5. Click OK in both the Communications and Add/Remove Programs Properties dialog boxes. Windows will install the PPTP software, and will probably require you to reboot the computer. Do so.

6. After the system reboots, open the Dial-Up Networking folder in the Control Panel.

7. Double-click the Make New Connection icon. This produces the Make New Connection Wizard (shown in Figure 26.3).

   Figure 26.3. Be sure to choose the Microsoft VPN Adapter when creating a VPN link, not the modem over which the connection goes.

   

8. Type an identifying name for the link and select the Microsoft VPN Adapter device, as shown in Figure 26.3.

9. Click Next. The Make New Connection window now provides a text entry field in which you type the hostname or IP address of the VPN server. Enter this information.

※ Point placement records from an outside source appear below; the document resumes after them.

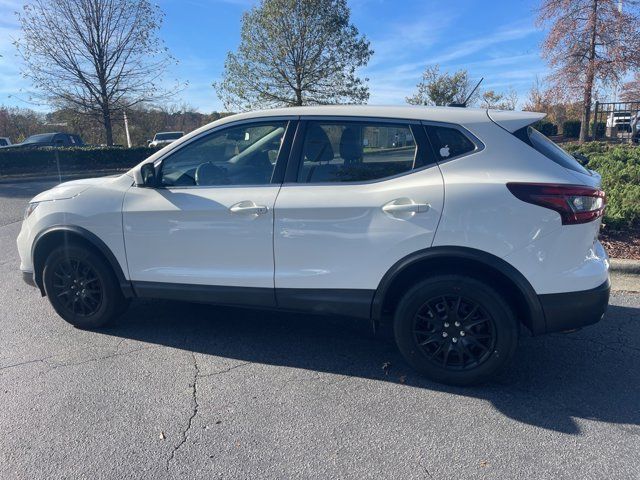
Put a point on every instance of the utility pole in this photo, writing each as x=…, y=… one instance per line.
x=126, y=128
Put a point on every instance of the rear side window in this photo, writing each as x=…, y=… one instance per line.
x=449, y=142
x=549, y=149
x=335, y=152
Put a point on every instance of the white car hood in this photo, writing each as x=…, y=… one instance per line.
x=69, y=189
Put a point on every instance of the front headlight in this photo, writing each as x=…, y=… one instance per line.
x=30, y=208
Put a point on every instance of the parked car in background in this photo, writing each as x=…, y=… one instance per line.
x=618, y=122
x=56, y=139
x=164, y=138
x=327, y=210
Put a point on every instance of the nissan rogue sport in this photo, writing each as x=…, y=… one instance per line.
x=453, y=227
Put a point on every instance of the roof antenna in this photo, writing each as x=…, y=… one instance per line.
x=464, y=104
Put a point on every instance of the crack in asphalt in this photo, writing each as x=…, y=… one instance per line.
x=194, y=412
x=53, y=365
x=195, y=404
x=226, y=370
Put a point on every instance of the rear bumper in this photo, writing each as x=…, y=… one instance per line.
x=568, y=311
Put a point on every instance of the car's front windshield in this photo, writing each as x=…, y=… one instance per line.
x=168, y=135
x=41, y=138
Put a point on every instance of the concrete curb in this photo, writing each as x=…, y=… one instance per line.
x=625, y=266
x=54, y=176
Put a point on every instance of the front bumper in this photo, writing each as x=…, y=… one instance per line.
x=571, y=310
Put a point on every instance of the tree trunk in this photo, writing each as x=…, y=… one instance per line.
x=108, y=129
x=588, y=84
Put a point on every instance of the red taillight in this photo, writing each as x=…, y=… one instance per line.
x=574, y=203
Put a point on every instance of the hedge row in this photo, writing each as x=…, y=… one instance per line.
x=68, y=160
x=570, y=128
x=620, y=170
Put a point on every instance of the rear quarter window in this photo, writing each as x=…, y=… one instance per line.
x=449, y=142
x=549, y=149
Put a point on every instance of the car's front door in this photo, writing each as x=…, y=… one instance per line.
x=364, y=194
x=207, y=229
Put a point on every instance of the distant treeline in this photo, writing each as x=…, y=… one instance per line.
x=19, y=123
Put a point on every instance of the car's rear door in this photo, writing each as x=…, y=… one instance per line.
x=359, y=195
x=206, y=232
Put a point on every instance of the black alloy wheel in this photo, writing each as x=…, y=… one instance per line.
x=78, y=287
x=454, y=332
x=455, y=329
x=82, y=286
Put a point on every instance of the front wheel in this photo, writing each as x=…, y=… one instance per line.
x=82, y=287
x=455, y=330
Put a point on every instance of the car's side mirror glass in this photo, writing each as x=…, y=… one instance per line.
x=148, y=175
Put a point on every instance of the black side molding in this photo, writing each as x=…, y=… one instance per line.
x=347, y=302
x=571, y=310
x=215, y=294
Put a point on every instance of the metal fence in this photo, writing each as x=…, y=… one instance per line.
x=616, y=122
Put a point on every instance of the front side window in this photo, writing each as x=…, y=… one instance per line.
x=449, y=142
x=241, y=155
x=355, y=151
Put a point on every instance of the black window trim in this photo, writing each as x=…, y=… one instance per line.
x=423, y=148
x=479, y=145
x=278, y=170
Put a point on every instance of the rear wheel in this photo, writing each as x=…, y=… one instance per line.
x=455, y=330
x=82, y=287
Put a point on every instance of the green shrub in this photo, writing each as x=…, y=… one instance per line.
x=68, y=160
x=571, y=129
x=598, y=129
x=546, y=128
x=620, y=170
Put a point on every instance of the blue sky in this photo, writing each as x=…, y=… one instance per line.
x=497, y=39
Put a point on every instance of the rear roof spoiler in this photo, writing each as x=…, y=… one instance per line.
x=512, y=121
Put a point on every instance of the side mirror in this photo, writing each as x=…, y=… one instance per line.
x=582, y=159
x=147, y=176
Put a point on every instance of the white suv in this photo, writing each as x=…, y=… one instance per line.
x=453, y=226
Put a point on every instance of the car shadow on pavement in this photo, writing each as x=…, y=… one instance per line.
x=554, y=380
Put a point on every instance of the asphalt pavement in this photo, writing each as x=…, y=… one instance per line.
x=192, y=391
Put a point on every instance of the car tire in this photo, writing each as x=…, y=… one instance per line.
x=82, y=287
x=455, y=330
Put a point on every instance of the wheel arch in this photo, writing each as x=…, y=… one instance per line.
x=54, y=236
x=458, y=260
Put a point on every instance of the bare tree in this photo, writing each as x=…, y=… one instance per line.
x=590, y=42
x=500, y=101
x=95, y=56
x=631, y=89
x=295, y=52
x=437, y=88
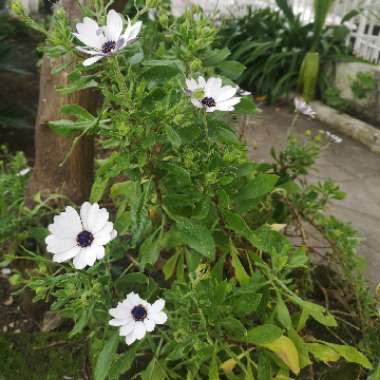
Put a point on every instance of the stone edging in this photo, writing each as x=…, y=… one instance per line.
x=357, y=129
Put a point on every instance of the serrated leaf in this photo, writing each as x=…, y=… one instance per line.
x=240, y=272
x=351, y=354
x=322, y=352
x=264, y=334
x=105, y=358
x=285, y=349
x=197, y=237
x=173, y=136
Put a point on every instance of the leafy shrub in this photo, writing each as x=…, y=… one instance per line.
x=197, y=222
x=273, y=44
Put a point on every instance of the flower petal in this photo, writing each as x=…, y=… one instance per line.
x=127, y=329
x=67, y=224
x=139, y=330
x=65, y=256
x=80, y=260
x=149, y=324
x=225, y=93
x=119, y=322
x=160, y=318
x=114, y=25
x=158, y=305
x=55, y=244
x=131, y=338
x=92, y=60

10. Click Next. The system now informs you that the new device is available. Click Finish to dismiss the Make New Connection window.

A new icon now appears in the Dial-Up Networking window. When you double-click this icon, Windows displays the Connect To dialog box shown in Figure 26.4. You should enter the username and password you use on the VPN server, and you may adjust the VPN server's name or IP address, if desired. When you click Connect, Windows initiates the connection, which may take a few seconds. Thereafter, your system has an additional IP address, corresponding to one on the VPN server's network. You can access systems on that network as if they were local, including performing actions such as browsing the network in My Network Places (Network Neighborhood in earlier versions of Windows) and using any resources that are available only to local computers. Remember, though, that the physical networking is not local, so you don't get the same sort of speed that you would get if your system were directly connected to the same networking medium as the VPN systems.

You can change some features of the VPN from the Connect To dialog box before initiating a connection. As shown in Figure 26.4, you can elect to have Windows remember (save) your password. If you do this, you can have Windows initiate the connection whenever it starts up by selecting Connect Automatically. Further options are available by clicking Properties. This brings up a dialog box named after your VPN connection, as shown in Figure 26.5. The most interesting options are on the Networking and Security tabs. From the Networking tab, you can control whether the system uses software compression or keeps a log of the session. You can also control what network protocols are passed through the VPN. If you click TCP/IP Settings, you can tell the system to obtain its IP address from the PPTP server or request a particular address itself, and do the same for DNS server addresses. The Security tab lets you set the username, password, and NetBIOS domain names. It also lets you enable or disable password and data encryption (both are enabled by default, and disabling them removes much of the benefit of a VPN).